詳細な問診,身体診察,血液・高分解能CT(HRCT)検査所見の評価を行い,膠原病に伴う間質性肺炎や過敏性肺炎,薬剤性肺炎など二次性の間質性肺炎を除外することが非常に重要である。iNSIPと診断された症例の3~17%が,経過中に膠原病を発症するとの報告もある3)。COPの主な鑑別疾患にはcellular NSIPや細菌感染,膠原病,好酸球性肺炎,薬剤性肺炎,放射線肺炎などが挙げられる。いずれも診断の際には多分野による集学的検討(multidisciplinary discussion:MDD)が求められ,現在の国際ガイドライン2)では,iNSIPおよびCOPの診断には外科的肺生検が必要であるが,実臨床では施行せず診断されることもある。

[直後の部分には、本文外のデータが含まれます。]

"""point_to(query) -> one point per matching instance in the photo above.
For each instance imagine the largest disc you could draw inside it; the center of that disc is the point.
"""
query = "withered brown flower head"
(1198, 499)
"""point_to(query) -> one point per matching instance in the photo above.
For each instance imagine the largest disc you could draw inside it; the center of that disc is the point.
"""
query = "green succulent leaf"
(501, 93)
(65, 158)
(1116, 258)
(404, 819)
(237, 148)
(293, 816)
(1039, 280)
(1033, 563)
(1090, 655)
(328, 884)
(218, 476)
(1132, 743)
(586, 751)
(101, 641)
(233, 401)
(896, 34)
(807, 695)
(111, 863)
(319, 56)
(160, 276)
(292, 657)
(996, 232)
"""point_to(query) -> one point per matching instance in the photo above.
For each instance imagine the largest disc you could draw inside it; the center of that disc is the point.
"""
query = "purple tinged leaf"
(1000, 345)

iNSIPおよびCOPの治療方針は,「特発性間質性肺炎 診断と治療の手引き2022(改訂第4版)」3)を活用し,治療反応性と副作用のリスクを勘案し,総合的に決定する。また,薬物療法(ステロイドや免疫抑制薬)導入後も適宜臨床経過や治療反応性を再評価し,治療方針を検討する。
進行性線維化を伴うiNSIPでは,抗線維化薬ニンテダニブの導入を検討し,急性増悪時にはステロイドパルス療法等を行う。免疫抑制薬は保険適用外であること,またニンテダニブは進行性線維化を伴う症例のみ保険適用となることに注意が必要である。